Ránebet Dhana nestelte an den Riemen, die Brust- und Rückenteil ihres Hartholzharnisches verbanden. Unwillkürlich hielt sie den Atem an. Ihre Stute legte nervös die Ohren zurück und begann zu tänzeln, ganz so als spürte sie die Erregung ihrer Reiterin. Nun zog sie langsam die Schlaufe immer enger, bis der Dorn der Schnalle durch das vorletzte Loch glitt. Sie schloß kurz die Augen und atmete dann entschlossen ein.

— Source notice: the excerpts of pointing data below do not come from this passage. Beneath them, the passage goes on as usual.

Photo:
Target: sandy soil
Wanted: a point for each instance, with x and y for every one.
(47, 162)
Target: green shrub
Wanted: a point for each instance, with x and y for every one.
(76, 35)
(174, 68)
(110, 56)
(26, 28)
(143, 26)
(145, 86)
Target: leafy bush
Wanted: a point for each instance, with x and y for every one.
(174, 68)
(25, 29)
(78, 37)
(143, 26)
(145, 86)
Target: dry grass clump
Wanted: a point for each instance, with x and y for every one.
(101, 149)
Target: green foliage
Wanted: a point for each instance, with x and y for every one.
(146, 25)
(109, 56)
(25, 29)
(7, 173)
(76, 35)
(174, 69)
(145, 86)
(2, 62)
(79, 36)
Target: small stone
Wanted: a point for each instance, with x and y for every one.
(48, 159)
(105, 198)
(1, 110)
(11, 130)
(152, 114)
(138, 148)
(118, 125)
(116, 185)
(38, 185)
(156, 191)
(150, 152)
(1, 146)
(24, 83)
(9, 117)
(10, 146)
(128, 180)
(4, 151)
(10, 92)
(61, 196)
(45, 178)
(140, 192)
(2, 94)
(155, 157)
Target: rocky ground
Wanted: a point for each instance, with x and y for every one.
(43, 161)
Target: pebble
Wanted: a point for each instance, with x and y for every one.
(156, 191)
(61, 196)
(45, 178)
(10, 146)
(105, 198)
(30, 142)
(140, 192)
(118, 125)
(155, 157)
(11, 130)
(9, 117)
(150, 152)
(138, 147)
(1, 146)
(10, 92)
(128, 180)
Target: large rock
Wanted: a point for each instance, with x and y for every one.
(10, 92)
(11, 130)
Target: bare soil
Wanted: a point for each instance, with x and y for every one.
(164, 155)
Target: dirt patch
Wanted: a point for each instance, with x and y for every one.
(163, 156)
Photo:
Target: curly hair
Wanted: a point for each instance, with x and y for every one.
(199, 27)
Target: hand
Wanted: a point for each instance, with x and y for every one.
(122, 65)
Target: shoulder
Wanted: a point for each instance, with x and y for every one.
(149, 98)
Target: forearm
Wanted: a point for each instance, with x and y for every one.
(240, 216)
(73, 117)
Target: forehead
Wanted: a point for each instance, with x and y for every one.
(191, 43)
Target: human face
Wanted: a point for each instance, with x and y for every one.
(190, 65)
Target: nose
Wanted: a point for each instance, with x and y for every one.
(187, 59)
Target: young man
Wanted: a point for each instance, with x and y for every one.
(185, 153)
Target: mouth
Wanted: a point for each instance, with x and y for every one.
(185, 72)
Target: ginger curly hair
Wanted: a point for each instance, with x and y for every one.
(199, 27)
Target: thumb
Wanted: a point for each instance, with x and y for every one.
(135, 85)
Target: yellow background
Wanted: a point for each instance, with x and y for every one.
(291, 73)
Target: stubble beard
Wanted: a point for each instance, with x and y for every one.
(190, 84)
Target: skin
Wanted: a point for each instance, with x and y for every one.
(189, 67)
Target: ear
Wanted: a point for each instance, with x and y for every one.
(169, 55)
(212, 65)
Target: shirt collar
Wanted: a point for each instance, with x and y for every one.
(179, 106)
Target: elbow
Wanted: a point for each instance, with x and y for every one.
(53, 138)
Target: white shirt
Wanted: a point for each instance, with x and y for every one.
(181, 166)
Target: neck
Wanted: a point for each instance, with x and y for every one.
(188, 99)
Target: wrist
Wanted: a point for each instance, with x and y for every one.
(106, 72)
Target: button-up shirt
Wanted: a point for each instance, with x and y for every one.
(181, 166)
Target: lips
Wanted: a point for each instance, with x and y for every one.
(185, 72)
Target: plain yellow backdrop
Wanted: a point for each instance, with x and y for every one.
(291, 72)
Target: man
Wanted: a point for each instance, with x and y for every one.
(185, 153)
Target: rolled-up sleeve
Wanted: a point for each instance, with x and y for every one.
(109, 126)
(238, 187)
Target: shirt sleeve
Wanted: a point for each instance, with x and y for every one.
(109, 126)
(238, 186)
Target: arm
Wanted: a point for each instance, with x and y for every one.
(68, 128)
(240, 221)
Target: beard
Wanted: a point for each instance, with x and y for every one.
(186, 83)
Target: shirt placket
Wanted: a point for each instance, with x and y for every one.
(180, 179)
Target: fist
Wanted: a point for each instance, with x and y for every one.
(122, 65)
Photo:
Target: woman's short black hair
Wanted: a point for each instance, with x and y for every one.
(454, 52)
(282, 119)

Die spitzen stählernen Dornen, die an der Innenseite des härenen Hemdes befestigt waren, das sie unter dem Harnisch trug, drangen ihr an Brust und Rücken tief ins Fleisch. Dhana begrüßte den brennenden Schmerz wie einen alten Freund. Er würde ihr helfen, stark und gelassen zu bleiben, wenn sie in das Dorf dieser verhaßten Wilden kämen. Und gelassen bleiben mußte sie unter allen Umständen. Nicht nur, weil es ein Verstoß gegen die Ordensregeln wäre und somit per se eine schwere Sünde, sondern vor allem, weil sie es den ungläubigen Wilden nicht gönnen wollte, sie schwach zu sehen. Niemals würde sie ihnen zeigen, wie sehr sie sie haßte, wie sehr sie ihre leichtfertige, respekt- und zügellose Lebensart verabscheute, ihre Wollust, ihre fehlende Demut vor dem Hl. Raben und seinen Dienerinnen und Dienern.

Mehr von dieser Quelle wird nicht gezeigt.